This is quoted from Daniel V Schroeder's Thermal Physics:
It's interesting to think about why the slow compression of a gas doesn't change its entropy to increase. One way to think about it is to imagine that the molecules in the gas inhabit various quantum-mechanical wavefunctions, each filling the entire box with discrete energy levels. When you compress the gas, each wavefunction gets squeezed, so the energies of all the levels increase, and each molecule's energy increases accordingly. But if the compression is sufficiently slow, molecules will not be kicked up into higher energy levels; a molecule that starts in the $n$th level remains in the $n$th level (although the energy of the level increases). Thus the number of ways of arranging the molecules among various energy levels will remain the same, that is, the muliplicity and entropy do not change. On the other hand, if the compression is violent enough to kick molecules up in the higher levels, then the number of possible arrangements will increase and so will the entropy.
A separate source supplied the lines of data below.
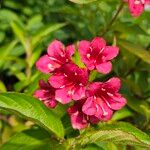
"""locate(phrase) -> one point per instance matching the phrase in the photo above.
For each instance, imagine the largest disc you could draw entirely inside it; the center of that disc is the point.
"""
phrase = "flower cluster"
(136, 7)
(93, 101)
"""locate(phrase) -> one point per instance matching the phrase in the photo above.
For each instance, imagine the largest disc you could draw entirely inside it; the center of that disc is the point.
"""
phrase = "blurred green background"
(27, 27)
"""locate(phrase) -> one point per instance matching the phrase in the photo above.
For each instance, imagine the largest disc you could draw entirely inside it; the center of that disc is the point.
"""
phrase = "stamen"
(88, 55)
(110, 94)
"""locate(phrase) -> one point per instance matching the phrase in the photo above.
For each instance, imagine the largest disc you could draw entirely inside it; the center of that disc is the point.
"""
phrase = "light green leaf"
(33, 139)
(45, 31)
(19, 32)
(120, 133)
(122, 113)
(33, 110)
(82, 1)
(136, 50)
(5, 51)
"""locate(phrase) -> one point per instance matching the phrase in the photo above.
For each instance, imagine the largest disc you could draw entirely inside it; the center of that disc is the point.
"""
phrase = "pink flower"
(46, 94)
(79, 120)
(136, 7)
(96, 54)
(70, 81)
(56, 57)
(103, 98)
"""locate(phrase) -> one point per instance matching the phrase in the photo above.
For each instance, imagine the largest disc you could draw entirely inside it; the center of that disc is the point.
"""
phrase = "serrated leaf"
(33, 139)
(33, 110)
(136, 50)
(120, 133)
(82, 1)
(19, 32)
(45, 31)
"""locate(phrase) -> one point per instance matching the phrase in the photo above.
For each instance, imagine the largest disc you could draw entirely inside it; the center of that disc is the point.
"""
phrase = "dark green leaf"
(136, 50)
(32, 109)
(120, 133)
(33, 139)
(82, 1)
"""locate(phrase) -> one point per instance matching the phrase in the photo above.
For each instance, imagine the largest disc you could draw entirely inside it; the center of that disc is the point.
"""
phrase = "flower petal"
(113, 84)
(70, 50)
(79, 93)
(78, 120)
(58, 80)
(104, 113)
(45, 65)
(98, 44)
(136, 9)
(104, 67)
(62, 96)
(116, 102)
(110, 52)
(83, 47)
(55, 49)
(51, 103)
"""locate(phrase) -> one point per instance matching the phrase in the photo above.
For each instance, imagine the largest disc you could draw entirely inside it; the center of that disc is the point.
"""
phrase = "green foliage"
(26, 29)
(32, 109)
(120, 133)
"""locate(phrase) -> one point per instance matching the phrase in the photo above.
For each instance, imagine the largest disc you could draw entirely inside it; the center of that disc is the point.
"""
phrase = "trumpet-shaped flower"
(70, 82)
(103, 98)
(96, 54)
(80, 120)
(57, 56)
(46, 94)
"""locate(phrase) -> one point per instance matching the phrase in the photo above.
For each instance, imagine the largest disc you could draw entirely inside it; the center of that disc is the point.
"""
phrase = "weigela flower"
(96, 54)
(79, 120)
(46, 94)
(103, 98)
(93, 102)
(136, 7)
(56, 57)
(70, 83)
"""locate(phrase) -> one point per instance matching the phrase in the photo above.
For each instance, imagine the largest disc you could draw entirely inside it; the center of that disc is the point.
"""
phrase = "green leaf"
(82, 1)
(45, 31)
(136, 50)
(33, 139)
(19, 32)
(120, 133)
(33, 110)
(122, 113)
(5, 51)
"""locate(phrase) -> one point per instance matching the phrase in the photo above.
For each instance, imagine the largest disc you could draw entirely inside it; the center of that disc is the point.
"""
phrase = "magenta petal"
(147, 2)
(63, 96)
(93, 119)
(44, 64)
(79, 93)
(39, 94)
(58, 80)
(89, 107)
(104, 113)
(70, 50)
(51, 103)
(113, 84)
(110, 52)
(136, 9)
(104, 67)
(78, 121)
(97, 44)
(55, 48)
(116, 102)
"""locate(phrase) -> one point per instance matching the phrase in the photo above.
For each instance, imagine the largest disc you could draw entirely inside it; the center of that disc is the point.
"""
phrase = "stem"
(113, 19)
(28, 57)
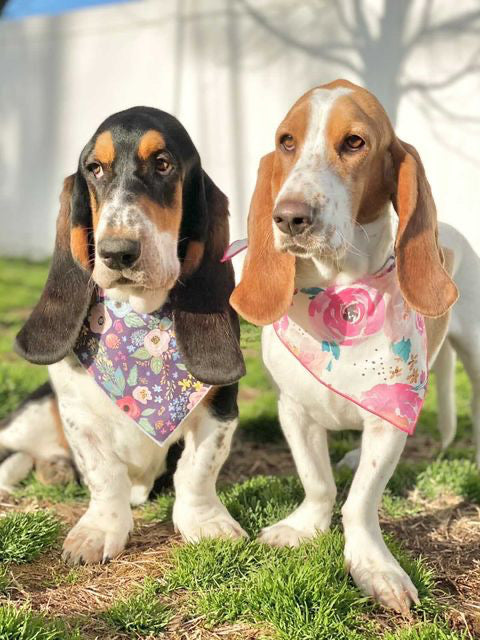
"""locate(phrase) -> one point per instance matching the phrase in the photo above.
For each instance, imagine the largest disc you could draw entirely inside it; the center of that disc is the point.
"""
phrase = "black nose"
(293, 217)
(119, 253)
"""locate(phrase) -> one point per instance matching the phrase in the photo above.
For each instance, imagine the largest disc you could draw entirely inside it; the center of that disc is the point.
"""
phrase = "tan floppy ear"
(425, 284)
(52, 329)
(265, 291)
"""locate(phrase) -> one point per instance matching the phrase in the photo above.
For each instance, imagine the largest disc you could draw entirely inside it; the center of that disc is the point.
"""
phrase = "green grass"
(301, 593)
(20, 623)
(31, 487)
(140, 614)
(25, 536)
(457, 477)
(21, 283)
I've some queries on the above explanation of Schroeder:
$\bullet$ Why does squeezing the wavefunction increase the energies of each energy-level?
$\bullet$ The molecule was in $n$th state prior to compression; how did the molecule remain in the same $n$th state after compression also even if work was done on the system/
$\bullet$ Why is the molecule not kicked up to higher energy level when the compression was slow? Why did the violent compression work otherwise?